The BIJ estimates the U.S. has killed some 3,000 people in 319 drone strikes. Of these, 600 were civilian bystanders and approximately one in four of those were children.
“At the very time Brennan made his speech, there emerged further confirmation of CIA ‘signature strikes’ that were launched at people who allegedly may be engaged in a pattern of activity that could somehow suggest their involvement in some form of terrorism on the basis of dubious intelligence,” said Francis Boyle, the distinguished professor of international law at the University of Illinois, Champaign.
“These ‘signature strikes’ are indiscriminate and thus illegal and war crimes. And the fact that all these drone strikes constitute widespread and systematic war crimes mean they also constitute Crimes against Humanity as defined by the Rome Statute for the International Criminal Court and customary international criminal law,” Boyle added.
“Obama, Brennan, Petraeus and the CIA operatives involved must be held criminally accountable for these war crimes and Crimes against Humanity in Pakistan, Yemen, and Somalia, inter alia,” said Boyle, author of “Tackling America’s Toughest Questions”(Clarity).
Obama, who presents himself as the doting father of two daughters, is systematically and criminally taking the lives of other parents’ children in his blind passion to destroy his enemies. He has radically stepped up drone attacks over his predecessor, George W. Bush, and makes no apologies for their commission. The drones are now so “hot” in the Pentagon arsenal that manufacturers cannot keep pace with the demand for them. The U.S. has 7,000 unmanned aerial vehicles, Cole writes, which it has deployed in strikes in six countries under direction of the CIA and Pentagon.
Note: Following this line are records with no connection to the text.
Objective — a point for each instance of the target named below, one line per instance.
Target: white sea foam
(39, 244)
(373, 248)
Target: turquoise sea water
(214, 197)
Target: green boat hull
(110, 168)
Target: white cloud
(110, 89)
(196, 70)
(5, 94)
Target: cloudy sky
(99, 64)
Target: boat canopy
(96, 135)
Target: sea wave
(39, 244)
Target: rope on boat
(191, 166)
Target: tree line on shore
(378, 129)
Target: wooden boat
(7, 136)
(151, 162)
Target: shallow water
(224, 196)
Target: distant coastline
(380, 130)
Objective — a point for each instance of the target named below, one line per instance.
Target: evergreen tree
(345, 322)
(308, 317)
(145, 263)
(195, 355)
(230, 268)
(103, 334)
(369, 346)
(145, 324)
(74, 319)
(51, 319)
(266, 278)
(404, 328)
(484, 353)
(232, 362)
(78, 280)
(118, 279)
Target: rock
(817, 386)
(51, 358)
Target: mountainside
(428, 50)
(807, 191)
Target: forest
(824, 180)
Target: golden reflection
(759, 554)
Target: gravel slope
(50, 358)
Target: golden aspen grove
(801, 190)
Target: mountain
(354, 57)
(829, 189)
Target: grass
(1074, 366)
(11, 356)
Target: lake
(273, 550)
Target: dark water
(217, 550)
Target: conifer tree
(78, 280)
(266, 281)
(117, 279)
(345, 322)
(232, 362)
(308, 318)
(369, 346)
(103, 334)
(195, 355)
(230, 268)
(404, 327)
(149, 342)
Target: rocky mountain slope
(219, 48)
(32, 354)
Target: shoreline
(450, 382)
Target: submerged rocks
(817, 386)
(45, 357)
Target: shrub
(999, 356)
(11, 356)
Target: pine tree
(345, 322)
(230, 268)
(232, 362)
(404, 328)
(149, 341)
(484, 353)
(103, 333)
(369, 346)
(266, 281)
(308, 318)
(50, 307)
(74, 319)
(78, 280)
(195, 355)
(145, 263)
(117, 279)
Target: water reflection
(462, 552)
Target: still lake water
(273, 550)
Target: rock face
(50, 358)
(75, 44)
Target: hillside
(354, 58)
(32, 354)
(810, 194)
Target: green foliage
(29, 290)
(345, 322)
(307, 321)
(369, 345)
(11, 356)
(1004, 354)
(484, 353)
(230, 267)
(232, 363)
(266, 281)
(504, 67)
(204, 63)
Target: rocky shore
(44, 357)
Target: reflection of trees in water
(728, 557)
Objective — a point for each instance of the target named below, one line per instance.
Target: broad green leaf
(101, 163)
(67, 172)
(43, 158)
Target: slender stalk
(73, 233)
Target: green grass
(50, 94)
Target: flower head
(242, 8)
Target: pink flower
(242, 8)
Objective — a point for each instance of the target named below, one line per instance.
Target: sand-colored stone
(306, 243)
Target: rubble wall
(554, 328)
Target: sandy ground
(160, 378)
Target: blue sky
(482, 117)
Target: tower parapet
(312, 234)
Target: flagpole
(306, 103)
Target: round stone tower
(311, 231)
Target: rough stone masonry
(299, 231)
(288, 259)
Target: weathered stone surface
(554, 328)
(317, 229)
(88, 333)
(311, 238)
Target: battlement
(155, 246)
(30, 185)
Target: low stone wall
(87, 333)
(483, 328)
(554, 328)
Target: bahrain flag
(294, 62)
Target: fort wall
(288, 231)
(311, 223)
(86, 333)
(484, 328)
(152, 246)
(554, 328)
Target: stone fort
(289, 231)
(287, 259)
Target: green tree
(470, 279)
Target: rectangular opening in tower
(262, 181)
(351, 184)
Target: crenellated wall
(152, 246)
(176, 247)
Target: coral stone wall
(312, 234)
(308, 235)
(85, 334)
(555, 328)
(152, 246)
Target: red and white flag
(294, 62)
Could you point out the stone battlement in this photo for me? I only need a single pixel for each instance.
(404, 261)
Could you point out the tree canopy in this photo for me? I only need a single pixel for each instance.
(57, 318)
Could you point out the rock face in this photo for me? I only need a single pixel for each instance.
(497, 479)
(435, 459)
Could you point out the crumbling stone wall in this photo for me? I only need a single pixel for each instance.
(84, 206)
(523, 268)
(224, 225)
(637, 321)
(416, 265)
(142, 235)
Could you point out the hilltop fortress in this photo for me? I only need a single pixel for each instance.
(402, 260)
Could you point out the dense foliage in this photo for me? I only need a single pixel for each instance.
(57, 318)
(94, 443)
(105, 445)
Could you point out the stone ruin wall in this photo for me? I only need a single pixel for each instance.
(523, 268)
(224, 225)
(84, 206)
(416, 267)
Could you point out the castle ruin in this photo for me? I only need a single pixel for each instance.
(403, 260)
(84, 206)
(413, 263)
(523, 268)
Cole points out the drone strikes are largely carried out in places where no war has been declared; neither has any Status of Forces Agreement been signed. “They operate outside the framework of the Constitution, with no due process or habeas corpus, recalling premodern practices of the English monarchy, such as declaring people outlaws, issuing bills of attainder against individuals who offend the crown and trying them in secret Star Chamber proceedings.”
“The only due process afforded those killed from the air is an intelligence assessment, possibly based on dubious sources and not reviewed by a judge,” Cole writes. “There is no consistency, no application of the rule of law. Guilt by association and absence of due process are the hallmarks of shadow government.”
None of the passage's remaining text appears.